Rüdiger griff in die Hosentasche und zog die grässliche Spinne hervor. Er hielt sie ihr mit ihren wabbelnden Beinen unter die Nase. Angewidert wandte sie sich ab.
„Habt Ihr sie mit Euren bloßen Händen erwürgt?“ fragte sie in einer Mischung aus Ekel und Bewunderung.

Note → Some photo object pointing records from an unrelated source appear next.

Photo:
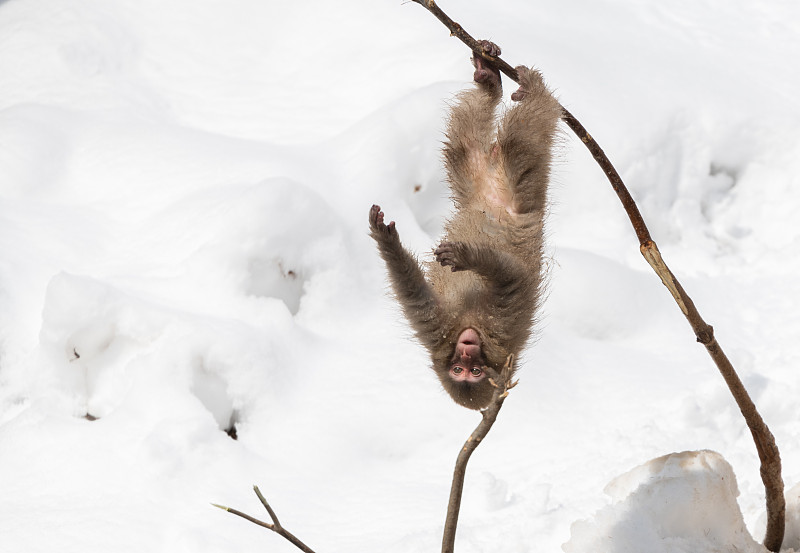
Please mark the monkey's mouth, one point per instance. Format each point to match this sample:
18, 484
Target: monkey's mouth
469, 337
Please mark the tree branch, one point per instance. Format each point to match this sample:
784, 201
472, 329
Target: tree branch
765, 442
275, 526
502, 384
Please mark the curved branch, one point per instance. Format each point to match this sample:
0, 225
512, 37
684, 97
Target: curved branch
768, 453
502, 384
275, 526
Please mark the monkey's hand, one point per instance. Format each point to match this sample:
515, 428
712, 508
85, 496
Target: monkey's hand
486, 74
451, 254
530, 81
381, 231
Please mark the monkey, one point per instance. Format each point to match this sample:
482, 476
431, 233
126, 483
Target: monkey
475, 304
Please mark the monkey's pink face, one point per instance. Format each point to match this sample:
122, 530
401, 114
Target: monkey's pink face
467, 362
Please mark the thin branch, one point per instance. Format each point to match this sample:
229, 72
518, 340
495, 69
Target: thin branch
502, 384
765, 442
275, 526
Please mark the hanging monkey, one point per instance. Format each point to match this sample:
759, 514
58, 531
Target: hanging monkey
477, 303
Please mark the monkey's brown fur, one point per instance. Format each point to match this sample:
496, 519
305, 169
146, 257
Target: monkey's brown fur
487, 273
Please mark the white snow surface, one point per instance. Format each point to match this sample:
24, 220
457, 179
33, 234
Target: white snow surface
183, 248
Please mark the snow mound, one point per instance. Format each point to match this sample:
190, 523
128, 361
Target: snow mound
681, 502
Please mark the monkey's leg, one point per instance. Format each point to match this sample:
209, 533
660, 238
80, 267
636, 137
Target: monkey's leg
416, 296
526, 139
471, 128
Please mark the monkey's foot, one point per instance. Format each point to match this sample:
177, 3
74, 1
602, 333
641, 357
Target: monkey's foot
530, 80
378, 227
485, 72
448, 256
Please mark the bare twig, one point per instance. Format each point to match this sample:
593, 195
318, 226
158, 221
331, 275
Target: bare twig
765, 442
502, 384
275, 526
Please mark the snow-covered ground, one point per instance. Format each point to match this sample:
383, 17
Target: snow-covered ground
183, 248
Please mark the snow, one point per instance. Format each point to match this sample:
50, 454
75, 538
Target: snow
183, 248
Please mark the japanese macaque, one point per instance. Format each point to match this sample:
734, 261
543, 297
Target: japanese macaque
481, 293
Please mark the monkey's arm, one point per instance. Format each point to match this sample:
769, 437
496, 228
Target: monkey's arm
420, 304
505, 275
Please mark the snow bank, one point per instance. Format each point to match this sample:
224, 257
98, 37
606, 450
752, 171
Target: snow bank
682, 502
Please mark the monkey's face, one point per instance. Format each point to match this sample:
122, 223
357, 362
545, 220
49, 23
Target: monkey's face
468, 361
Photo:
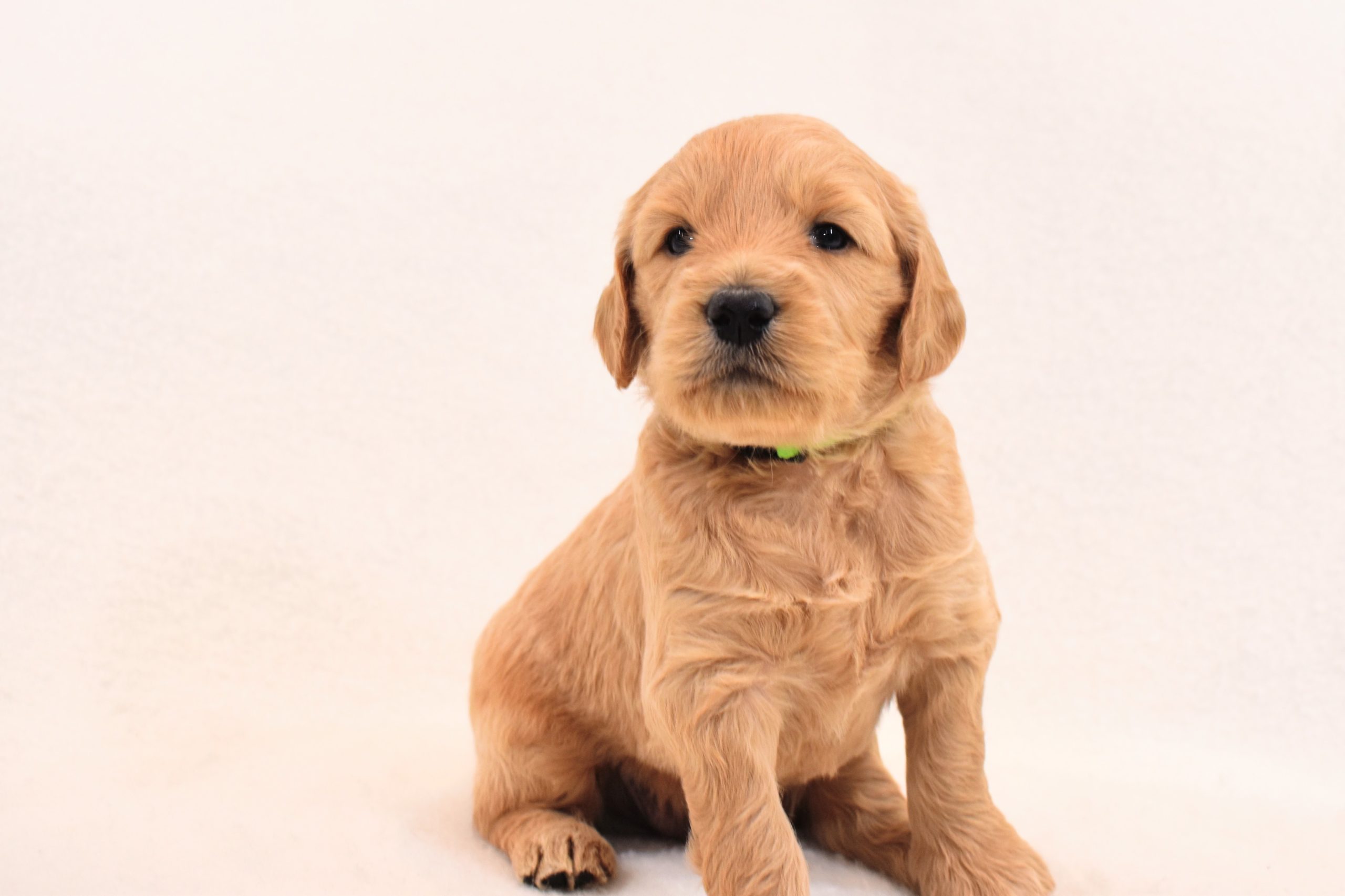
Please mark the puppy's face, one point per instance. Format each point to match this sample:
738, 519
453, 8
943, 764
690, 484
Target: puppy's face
774, 286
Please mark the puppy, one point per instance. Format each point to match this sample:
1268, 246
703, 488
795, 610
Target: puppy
709, 652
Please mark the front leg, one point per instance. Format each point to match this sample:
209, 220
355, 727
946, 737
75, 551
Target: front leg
961, 844
724, 739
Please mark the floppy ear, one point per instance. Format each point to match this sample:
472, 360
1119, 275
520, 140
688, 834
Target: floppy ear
616, 326
931, 324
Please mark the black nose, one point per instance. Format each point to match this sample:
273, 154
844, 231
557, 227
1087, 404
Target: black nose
740, 314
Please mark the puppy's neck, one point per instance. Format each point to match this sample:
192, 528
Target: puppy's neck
892, 425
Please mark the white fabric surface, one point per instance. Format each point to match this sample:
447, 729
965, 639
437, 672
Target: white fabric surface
296, 385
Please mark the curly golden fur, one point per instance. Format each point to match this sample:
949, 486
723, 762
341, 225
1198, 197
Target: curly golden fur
709, 652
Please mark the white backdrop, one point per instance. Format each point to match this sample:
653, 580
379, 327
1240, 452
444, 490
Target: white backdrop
296, 384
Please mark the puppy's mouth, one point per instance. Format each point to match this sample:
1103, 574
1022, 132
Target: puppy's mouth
746, 376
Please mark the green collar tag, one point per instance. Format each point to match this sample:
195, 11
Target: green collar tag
790, 452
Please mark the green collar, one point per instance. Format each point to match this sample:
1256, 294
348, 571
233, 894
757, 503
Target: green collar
793, 454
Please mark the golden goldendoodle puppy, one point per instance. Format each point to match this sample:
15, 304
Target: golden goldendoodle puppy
709, 652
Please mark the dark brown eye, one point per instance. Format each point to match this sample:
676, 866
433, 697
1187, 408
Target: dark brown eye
830, 237
678, 243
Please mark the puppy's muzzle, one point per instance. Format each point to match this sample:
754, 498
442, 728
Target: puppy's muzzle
740, 315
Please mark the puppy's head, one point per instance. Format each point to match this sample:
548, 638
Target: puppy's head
775, 286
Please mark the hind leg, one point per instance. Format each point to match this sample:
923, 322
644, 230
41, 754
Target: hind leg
536, 798
861, 815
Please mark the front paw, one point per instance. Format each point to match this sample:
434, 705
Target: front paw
981, 863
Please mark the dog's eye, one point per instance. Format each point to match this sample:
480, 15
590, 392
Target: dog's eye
678, 243
830, 237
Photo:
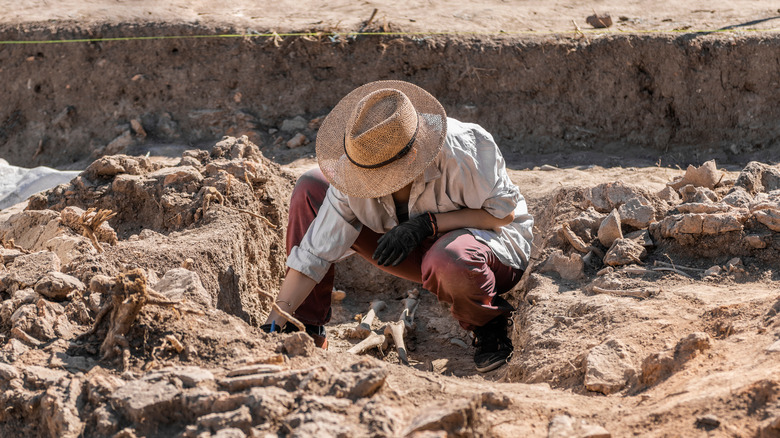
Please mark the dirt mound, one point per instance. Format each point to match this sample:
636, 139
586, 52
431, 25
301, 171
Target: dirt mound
130, 303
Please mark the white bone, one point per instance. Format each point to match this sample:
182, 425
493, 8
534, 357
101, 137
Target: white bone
396, 330
364, 328
373, 340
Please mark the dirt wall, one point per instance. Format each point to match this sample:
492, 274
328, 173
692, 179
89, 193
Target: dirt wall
684, 97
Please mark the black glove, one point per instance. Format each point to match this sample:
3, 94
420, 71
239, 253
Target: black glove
395, 245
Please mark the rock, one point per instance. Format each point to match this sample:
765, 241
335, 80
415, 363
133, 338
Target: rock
713, 270
607, 196
625, 252
145, 401
568, 267
40, 377
180, 283
8, 255
657, 367
296, 124
637, 213
236, 148
564, 426
450, 416
758, 177
669, 195
138, 128
8, 372
755, 241
297, 141
298, 344
587, 223
770, 218
190, 376
359, 380
27, 269
110, 166
230, 432
31, 229
608, 367
700, 207
697, 224
688, 347
71, 216
737, 197
642, 237
70, 247
599, 21
610, 229
57, 286
119, 144
239, 419
60, 412
706, 175
702, 195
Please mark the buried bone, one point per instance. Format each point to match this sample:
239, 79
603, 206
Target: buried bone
364, 328
396, 330
373, 340
410, 307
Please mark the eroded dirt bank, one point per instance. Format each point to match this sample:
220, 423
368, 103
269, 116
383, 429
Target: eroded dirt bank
650, 309
682, 98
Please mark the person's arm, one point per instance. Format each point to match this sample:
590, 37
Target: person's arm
470, 218
295, 288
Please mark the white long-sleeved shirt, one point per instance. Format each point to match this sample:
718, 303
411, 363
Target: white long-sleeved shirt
469, 172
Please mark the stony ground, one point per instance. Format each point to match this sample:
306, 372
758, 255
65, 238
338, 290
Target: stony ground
651, 309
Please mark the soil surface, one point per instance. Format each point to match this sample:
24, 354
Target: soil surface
131, 296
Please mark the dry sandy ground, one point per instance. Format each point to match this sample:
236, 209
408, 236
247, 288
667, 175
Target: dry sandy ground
483, 16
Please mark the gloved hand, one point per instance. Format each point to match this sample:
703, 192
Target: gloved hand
395, 245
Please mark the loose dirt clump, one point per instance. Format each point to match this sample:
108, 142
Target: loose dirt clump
666, 321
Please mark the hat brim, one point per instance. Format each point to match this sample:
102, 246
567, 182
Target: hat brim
359, 182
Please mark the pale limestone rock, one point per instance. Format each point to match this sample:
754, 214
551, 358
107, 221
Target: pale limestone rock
625, 252
610, 229
568, 267
637, 212
706, 175
608, 367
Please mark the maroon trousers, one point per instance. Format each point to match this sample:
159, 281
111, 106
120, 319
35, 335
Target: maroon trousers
457, 268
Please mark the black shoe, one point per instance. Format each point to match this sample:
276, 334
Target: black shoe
317, 332
494, 348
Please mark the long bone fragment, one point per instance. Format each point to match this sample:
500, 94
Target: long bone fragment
396, 329
410, 307
364, 328
373, 340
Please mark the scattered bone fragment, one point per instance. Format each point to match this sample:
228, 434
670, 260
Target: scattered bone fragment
568, 267
411, 302
373, 340
713, 271
633, 293
573, 239
364, 327
610, 229
599, 21
396, 330
625, 252
338, 295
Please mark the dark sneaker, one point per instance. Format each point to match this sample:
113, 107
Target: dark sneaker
317, 332
493, 346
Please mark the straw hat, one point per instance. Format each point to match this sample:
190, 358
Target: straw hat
380, 137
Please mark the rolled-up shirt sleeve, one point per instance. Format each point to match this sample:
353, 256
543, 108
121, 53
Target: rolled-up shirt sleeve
328, 238
484, 183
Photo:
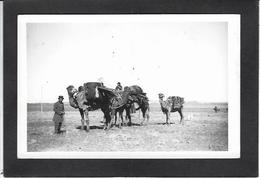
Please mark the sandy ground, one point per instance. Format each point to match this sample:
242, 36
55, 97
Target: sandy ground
203, 131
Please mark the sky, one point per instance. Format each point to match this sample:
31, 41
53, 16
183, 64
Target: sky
187, 59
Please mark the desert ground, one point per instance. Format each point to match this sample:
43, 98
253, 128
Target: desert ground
203, 130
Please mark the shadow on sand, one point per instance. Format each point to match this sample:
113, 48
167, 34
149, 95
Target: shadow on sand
164, 123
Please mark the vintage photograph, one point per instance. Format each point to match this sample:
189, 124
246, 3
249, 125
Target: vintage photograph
128, 86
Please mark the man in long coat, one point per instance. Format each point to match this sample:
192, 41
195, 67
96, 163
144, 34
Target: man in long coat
58, 117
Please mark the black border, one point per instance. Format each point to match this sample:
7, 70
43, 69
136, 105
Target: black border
246, 166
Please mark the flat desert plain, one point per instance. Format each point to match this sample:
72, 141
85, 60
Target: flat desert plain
203, 130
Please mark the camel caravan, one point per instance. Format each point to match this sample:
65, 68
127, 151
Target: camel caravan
94, 95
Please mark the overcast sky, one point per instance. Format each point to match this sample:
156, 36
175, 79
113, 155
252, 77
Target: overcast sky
187, 59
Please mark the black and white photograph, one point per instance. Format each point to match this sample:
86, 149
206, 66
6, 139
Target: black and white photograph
128, 86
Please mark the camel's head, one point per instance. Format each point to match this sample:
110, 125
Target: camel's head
71, 90
161, 96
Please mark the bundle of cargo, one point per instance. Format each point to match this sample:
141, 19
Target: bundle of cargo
177, 102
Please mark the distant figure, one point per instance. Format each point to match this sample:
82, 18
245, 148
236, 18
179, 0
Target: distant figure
58, 117
172, 104
216, 109
119, 86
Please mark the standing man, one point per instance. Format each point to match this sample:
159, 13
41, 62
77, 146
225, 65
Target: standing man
58, 117
119, 86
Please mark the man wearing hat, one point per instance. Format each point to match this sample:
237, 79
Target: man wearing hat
58, 117
119, 86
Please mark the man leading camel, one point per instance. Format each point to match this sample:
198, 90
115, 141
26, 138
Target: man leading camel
58, 117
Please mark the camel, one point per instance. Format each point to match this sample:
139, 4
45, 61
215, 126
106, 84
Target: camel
172, 104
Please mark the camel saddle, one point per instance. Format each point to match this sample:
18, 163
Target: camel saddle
116, 97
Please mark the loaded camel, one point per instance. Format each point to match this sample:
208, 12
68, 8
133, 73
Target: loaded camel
93, 96
172, 104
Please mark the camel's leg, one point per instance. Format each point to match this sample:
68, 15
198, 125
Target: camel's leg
129, 116
147, 114
144, 115
115, 117
120, 119
82, 118
167, 116
87, 120
180, 112
110, 116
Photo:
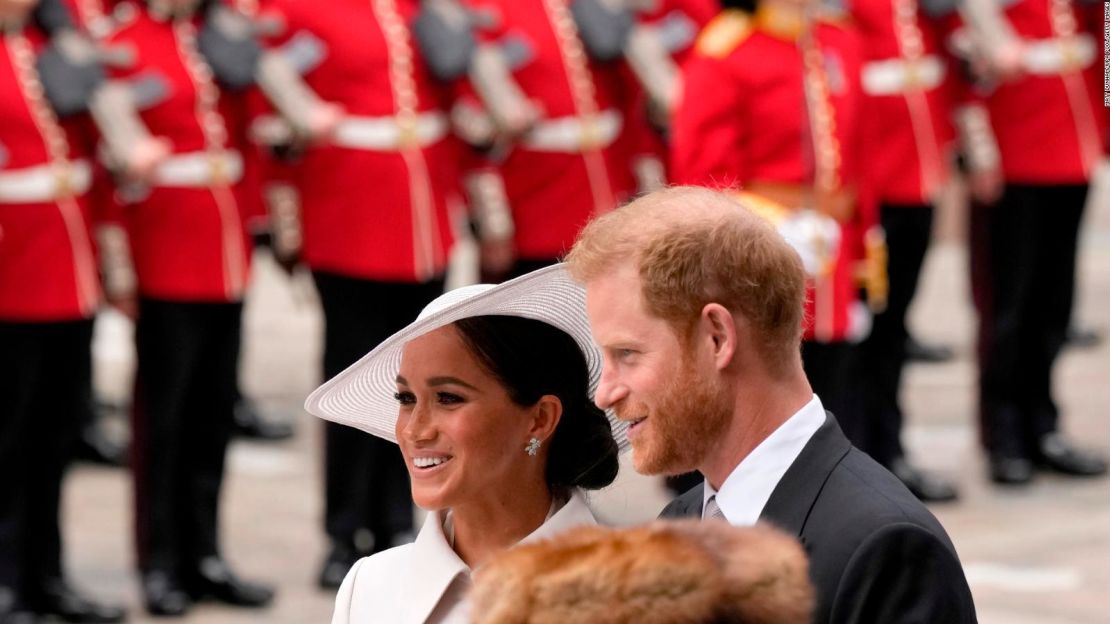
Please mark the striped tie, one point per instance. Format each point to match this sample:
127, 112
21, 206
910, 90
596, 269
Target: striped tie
713, 511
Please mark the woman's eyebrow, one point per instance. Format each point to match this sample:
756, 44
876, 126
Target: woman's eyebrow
450, 381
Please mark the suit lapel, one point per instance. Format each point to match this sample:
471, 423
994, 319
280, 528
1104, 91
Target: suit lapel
794, 496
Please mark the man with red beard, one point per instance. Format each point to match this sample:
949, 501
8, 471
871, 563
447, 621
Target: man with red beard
697, 307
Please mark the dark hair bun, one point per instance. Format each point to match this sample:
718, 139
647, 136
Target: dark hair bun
533, 359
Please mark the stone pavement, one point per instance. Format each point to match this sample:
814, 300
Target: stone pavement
1035, 555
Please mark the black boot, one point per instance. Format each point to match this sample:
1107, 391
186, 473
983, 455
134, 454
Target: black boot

Rüdiger hatte genug; er ließ das Silikonwesen fallen, schob Frauke Holzer entschlossen beiseite und verließ die Bühne. Im Augenblick konnte er sich noch keinen Reim über den Gang der Ereignisse machen und schon gar nicht über den Sinn dieser Inszenierung. Aber er wird sich Klarheit schaffen. Frauke allerding hatte die feste Gewissheit, dass sie etwas falsch gemacht hat. Bittere Tränen der Enttäuschung rannen ihr die Wangen herunter. Wie hatte man sie nur so missverstehen können?
Sie wird sich etwas Neues ausdenken!
Immer häufiger schaltete Rolf abends sein Fernsehgerät aus. Er fragte sich auch, warum er es überhaupt immer wieder nach dem Abendessen anstellte. Da wurde doch nichts gesendet, was ihn an seinem Feierabend bereicherte. Er hatte dieses Gerät einmal gekauft, aber andere benutzten es, die Werbeindustrie und unsere Politiker, damit sie uns möglichst rasch und effizient mit ihren unzureichenden Leistungen und Unwahrheiten überschütten können. Dafür musste er auch noch Gebühren zahlen, ob er das nun wollte oder nicht.
Rolf war kein verdrießlicher Mensch. Ganz im Gegenteil! Er wollte nur seine Freizeit ganz bewusst mit den Dingen verbringen, die ihm gut taten. Dazu gehörte beispielsweise ein Konzert. Er hatte viel Geld für den nahezu perfekten Klang seiner Stereoanlage investiert. Selbst bei Zimmerlautstärke unterschlug sie keine der Feinheiten im Klangmuster eines Konzerts. Heute entschied er sich für die sinfonische Dichtung „Ein Heldenleben“ von Richard Strauß. Dazu trank er ein Glas Rotwein, was in einem Konzertsaal nicht möglich wäre. Außerdem konnte er die Beine hochlegen und sich vollkommen entspannen.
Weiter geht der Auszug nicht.